There are not a lot of choices when it comes to playing miniature golf in D.C. In fact, there is only one miniature golf course in the entire city.  And that is the course in the East Potomac Park Golf Center, located in East Potomac Park at 972 Ohio Drive (MAP), just south of The Jefferson Memorial and north of Hains Point, situated on a peninsula between the Washington Channel and the Potomac River.  And this was the destination of my lunchtime bike ride today, which combined with taking the afternoon off from work, turned into a miniature vacation.

East Potomac Park’s miniature golf course began operating in 1930, and is the oldest continually-operating course in the United States.  As you can imagine based on its age, it is a little more plain in appearance than the typical modern dinosaur or pirate-themed courses, or the fluorescing glow-in-the-dark indoor courses, that are prevalent in seaside resorts, amusement parks, and other tourist destinations.

Each of the course’s holes are simple cement, brick and stone structures with lightly rolling hills and angled turns and corners.  But with varying degrees of difficulty, the overall course is challenging enough to keep the game interesting.  My score made it clear that I was not one of the best players to play the course.  But I think I can safely say that I had as much fun as anyone there.  And a leisurely late lunch at the clubhouse after a full round of 18 grueling holes was a perfect way to top off the day.

The East Potomac Park Golf Center also has two 9-hole and one 18-hole regular golf courses in addition to its miniature version, as well as a covered and lighted driving range, a practice putting green, a FootGolf course (also the only one in D.C.), a retail pro shop, a tennis center, and an aquatic center.

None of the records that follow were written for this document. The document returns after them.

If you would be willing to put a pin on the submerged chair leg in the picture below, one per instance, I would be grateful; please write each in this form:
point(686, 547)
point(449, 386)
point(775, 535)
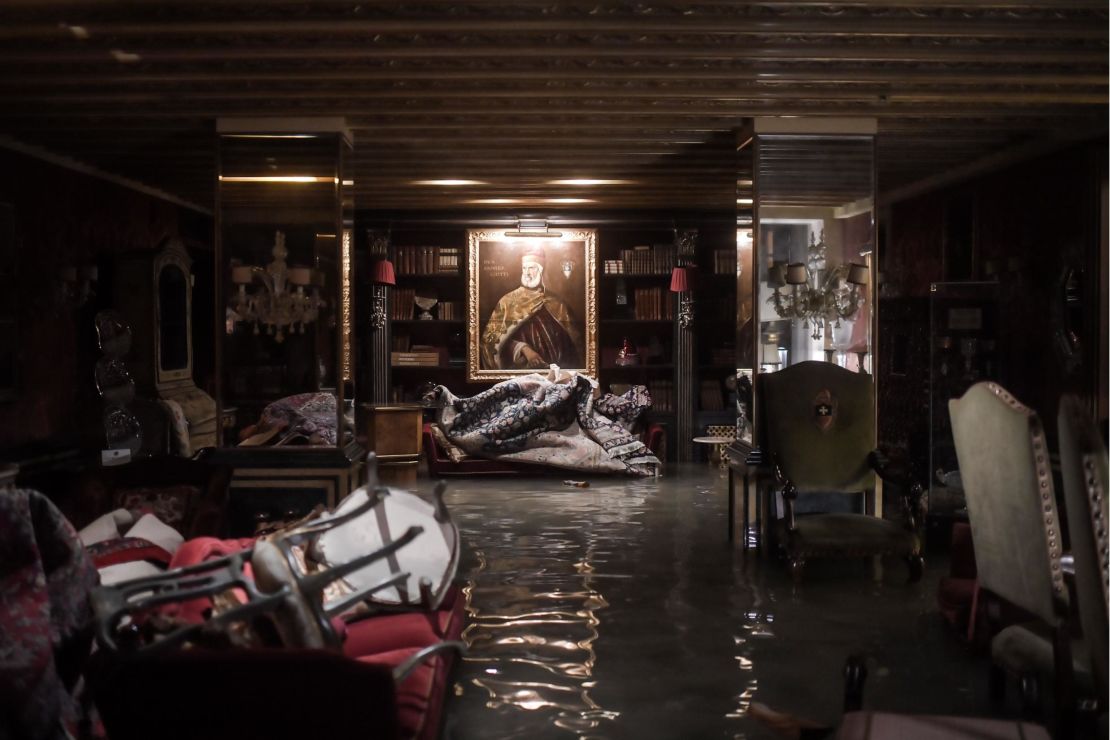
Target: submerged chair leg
point(996, 685)
point(916, 564)
point(797, 568)
point(1030, 696)
point(855, 675)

There is also a restaurant in the club house, The Potomac Grille, which serves breakfast, lunch and dinner. And everything is overseen by the National Park Service and, therefore, open to the public.

The center has available on-site parking, as well as an ample number of bike racks.  So regardless of how you get there, I highly recommend going.  For me, it was a great way to end the workday, and begin the workweek.